The unprecedented downgrade by Standard & Poor’s (S&P) of the US’ credit rating a week ago to “AA+” from “AAA” has received a wide range of responses and caused stocks to plunge around the world. Some challenged the credibility of S&P and others praised the ratings agency for simply telling the truth. Some people predicted further downgrades, while others said concerns over more bad news were overblown.
However, the impact may be less than expected because, first, another two major ratings agencies, Moody’s and Fitch Ratings, still stick to their top-notch credit rating on US debt and also the 2002 downgrade by S&P of Japan’s credit rating shows that the country was still able to borrow at lower interest rates, as the rate on Japan’s 10-year government bonds remains around 1 percent today.
Second, S&P’s downgrade has not much altered investors’ appetite for US Treasuries, which ironically will remain a safe haven for nervous global investors seeking to avoid risk, at least in the short run. A plain fact is that global investors still like doing business in US dollars and they have little alternative but to continue parking their holdings in Treasuries.
Third, S&P said on Monday that there is no immediate impact on either Asia-Pacific sovereign ratings or the region’s corporate, financial institutions, project finance or structured finance ratings following the US downgrade.
However, S&P’s downgrade is a wake-up call for the US about its economic woes, albeit in a humiliating fashion. Feelings of embarrassment aside, if the downgrade could prompt Washington to deal with the country’s debt problem in a more serious way, it would actually help the US economy and bring stability to the world economy in the long run. Furthermore, if S&P’s downgrade on US debt could force policymakers in debt-laden European economies to find real and effective solutions to their own debt problems, it would be another blessing to investors at home and abroad.

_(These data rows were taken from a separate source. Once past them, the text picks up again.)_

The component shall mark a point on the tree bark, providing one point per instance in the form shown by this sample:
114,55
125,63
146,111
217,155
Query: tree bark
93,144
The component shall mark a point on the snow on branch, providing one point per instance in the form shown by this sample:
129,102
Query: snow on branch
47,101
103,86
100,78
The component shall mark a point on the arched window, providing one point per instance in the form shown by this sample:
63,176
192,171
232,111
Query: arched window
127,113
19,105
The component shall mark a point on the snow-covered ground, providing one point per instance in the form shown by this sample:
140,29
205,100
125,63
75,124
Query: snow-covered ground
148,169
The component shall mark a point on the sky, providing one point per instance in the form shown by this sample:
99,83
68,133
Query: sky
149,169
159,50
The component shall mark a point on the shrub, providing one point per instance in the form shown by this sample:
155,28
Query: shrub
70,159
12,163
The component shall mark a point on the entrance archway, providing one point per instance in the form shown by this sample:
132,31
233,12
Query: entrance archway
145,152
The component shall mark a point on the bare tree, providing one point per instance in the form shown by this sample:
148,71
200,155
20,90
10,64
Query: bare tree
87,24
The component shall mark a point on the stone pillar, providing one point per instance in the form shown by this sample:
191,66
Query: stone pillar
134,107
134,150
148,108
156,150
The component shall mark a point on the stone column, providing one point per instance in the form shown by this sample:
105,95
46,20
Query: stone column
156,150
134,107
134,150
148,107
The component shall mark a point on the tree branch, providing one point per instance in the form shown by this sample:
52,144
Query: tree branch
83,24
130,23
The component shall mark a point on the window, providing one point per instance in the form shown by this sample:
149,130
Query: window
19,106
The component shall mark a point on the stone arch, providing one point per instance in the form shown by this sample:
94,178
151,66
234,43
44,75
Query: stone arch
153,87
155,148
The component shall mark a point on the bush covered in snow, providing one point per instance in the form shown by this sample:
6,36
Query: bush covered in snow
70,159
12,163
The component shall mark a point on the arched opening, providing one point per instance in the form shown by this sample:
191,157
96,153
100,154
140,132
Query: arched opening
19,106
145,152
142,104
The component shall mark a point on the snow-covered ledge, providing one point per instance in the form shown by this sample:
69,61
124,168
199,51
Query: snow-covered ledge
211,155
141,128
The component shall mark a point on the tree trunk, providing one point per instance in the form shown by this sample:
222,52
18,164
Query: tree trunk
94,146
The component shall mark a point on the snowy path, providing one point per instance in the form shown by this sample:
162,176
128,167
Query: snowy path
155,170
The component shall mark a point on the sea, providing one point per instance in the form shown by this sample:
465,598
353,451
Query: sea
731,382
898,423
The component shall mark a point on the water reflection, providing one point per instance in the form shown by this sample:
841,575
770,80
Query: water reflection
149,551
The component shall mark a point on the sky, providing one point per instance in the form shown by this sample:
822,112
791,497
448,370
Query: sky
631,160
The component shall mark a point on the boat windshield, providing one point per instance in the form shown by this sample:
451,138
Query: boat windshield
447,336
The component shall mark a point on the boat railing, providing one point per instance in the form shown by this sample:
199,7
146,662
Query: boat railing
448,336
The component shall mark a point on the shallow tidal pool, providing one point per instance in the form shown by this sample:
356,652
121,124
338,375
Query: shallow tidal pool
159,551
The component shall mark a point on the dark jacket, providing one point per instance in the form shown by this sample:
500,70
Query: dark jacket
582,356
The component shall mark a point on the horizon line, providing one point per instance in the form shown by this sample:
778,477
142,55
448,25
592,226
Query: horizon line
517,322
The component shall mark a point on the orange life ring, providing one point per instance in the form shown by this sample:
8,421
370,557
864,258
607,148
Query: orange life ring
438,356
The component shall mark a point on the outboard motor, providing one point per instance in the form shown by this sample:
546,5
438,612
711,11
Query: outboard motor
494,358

However, what has unnerved us here in Asia was the statement issued by the Federal Open Market Committee on Tuesday that the US Federal Reserve would likely keep interest rates at exceptionally low levels until mid-2013 and that its policymaking members had discussed a range of policy tools to boost the US economy, if necessary.
This is because the US central bank’s commitment to maintain interest rates near zero for such a fixed duration is also an unprecedented step, which will continue to weaken the US dollar and place appreciation pressure on the currencies of emerging economies.
The problem is that if the low interest rates proved ineffective, the Fed’s potential use of other policy tools to stimulate the US economy — a resumption of quantitative easing measures in some form, or QE3 — is no guarantee that it would boost the economy more than its previous two rounds of quantitative easing did, if the law of diminishing returns holds true, but would surely flood emerging markets with speculative capital, resulting in problems such as asset bubbles and currency appreciations, and could even spark currency wars and trade protectionism.
Moreover, if US companies still do not want to increase hiring and US consumers begin to cut back on spending despite the Fed’s implementation of QE3, one might have to wonder whether the slowing growth in the US economy would eventually lead to another downturn.